最近几代常用内存的性能如下表,其中MT/s(million transfer per sec).

DDR Generaition Highest Data Rate(MT/s) Typycal Read Latency(ns)
DDR3 2133 10.3
DDR4 3200 12.5
DDR5 6400 14

还有某些内存带宽更高的DRAM技术比如GDDR(Graphics DDR)和HBM(High Bandwidth Memory), 但是它们和DDR是不兼容的。

可以看到传输速率在提升,但是延迟基本没有什么变化。现代CPU通常支持多个独立的memory channels, 而一个memory channel的宽度是32bit or 64bit. 如果以64bit计算,主板上有4个memory channels的话,那么DDR4最高传输速率是在3.2G * 4 * 8 = 102.4GB/s. (也不知道这样计算的对不对)

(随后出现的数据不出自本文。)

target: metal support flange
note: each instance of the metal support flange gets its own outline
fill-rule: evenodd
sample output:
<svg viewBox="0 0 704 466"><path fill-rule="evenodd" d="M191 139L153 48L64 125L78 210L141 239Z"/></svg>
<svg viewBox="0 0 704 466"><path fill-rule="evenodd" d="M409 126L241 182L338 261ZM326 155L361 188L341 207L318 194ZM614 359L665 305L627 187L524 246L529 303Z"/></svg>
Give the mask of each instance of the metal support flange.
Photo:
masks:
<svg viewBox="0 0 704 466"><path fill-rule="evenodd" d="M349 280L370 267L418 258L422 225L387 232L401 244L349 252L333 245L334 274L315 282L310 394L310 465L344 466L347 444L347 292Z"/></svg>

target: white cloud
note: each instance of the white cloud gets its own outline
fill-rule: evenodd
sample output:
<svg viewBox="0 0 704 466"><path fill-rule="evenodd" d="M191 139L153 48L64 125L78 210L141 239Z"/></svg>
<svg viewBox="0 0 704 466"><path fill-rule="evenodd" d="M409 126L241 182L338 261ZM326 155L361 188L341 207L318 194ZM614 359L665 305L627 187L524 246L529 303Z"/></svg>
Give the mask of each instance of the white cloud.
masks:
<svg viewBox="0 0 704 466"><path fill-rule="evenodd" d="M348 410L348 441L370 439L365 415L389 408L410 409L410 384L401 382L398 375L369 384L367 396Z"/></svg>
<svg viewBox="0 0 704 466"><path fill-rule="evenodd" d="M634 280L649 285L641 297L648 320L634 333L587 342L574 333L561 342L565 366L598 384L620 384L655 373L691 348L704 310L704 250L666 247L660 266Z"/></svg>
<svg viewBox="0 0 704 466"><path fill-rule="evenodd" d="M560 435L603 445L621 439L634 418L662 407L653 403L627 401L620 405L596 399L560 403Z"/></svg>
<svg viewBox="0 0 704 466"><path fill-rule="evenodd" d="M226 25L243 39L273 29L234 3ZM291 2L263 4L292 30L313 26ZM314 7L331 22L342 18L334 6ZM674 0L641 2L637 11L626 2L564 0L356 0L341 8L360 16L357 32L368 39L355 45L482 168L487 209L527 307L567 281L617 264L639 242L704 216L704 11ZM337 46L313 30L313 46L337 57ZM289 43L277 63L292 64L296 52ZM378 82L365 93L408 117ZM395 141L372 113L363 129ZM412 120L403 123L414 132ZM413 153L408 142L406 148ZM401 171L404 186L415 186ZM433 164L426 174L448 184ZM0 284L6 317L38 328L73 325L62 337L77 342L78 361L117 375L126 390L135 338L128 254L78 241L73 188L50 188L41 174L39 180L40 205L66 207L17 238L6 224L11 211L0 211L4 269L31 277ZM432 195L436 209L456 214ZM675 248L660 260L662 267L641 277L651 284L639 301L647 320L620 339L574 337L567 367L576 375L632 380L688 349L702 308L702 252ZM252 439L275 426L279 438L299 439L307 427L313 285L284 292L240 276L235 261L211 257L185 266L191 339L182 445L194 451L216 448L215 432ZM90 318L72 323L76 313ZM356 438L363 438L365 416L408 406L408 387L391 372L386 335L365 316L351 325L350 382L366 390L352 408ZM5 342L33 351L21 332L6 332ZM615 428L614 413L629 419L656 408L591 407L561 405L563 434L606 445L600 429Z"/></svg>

我看了一下我的macbook air, DDR3-1600(1600MT/s), 我不知道memory channel的情况,假设只有一个64bit channel, 那么peak bandwidth应该就是12.8GB/s. 写了个小程序来做测试,只能做到一半 `bandwidth ` 6.653GB/s= ,不知道是否可以认为channel应该是32bit而不是64bit.

int main() {
    const int N = 32 * 1024 * 1024;
    char* src = new char[N];
    char* dst = new char[N];
    std::memset(src, 0x7f, N);
    const int T = 300;
    uint64_t start = time_sys_ns();
    for(int i=0;i<T;i++) {
        std::memcpy(dst, src, N);
    }
    uint64_t end = time_sys_ns();
    uint64_t dur = end - start;
    uint64_t size = (uint64_t)N * T;
    // to avoid optimization loop
    printf("dst[0] = %d\n", dst[0]);
    printf("dur = %lld ns, size = %lld, bandwidth = %.3fGB/s", dur, size , size * 1.0f/ dur);
    return 0;
}

下图是各级cache的延迟对比,习惯上把Main上面一个cache叫做LLC(last level cache).

Cache latency
L1 4cycles(1ns)
L2 10-25cycles(5-10ns)
L3 ~40cycles(20ns)
Main 200+cycles(100ns)

如果按照TMA进行分类的话,在L1I造成的cache miss会被归类为front-end stall(因为获取指令造成的停顿),而data miss则会被归类为back-end stall(因为执行和取内存造成的停顿)。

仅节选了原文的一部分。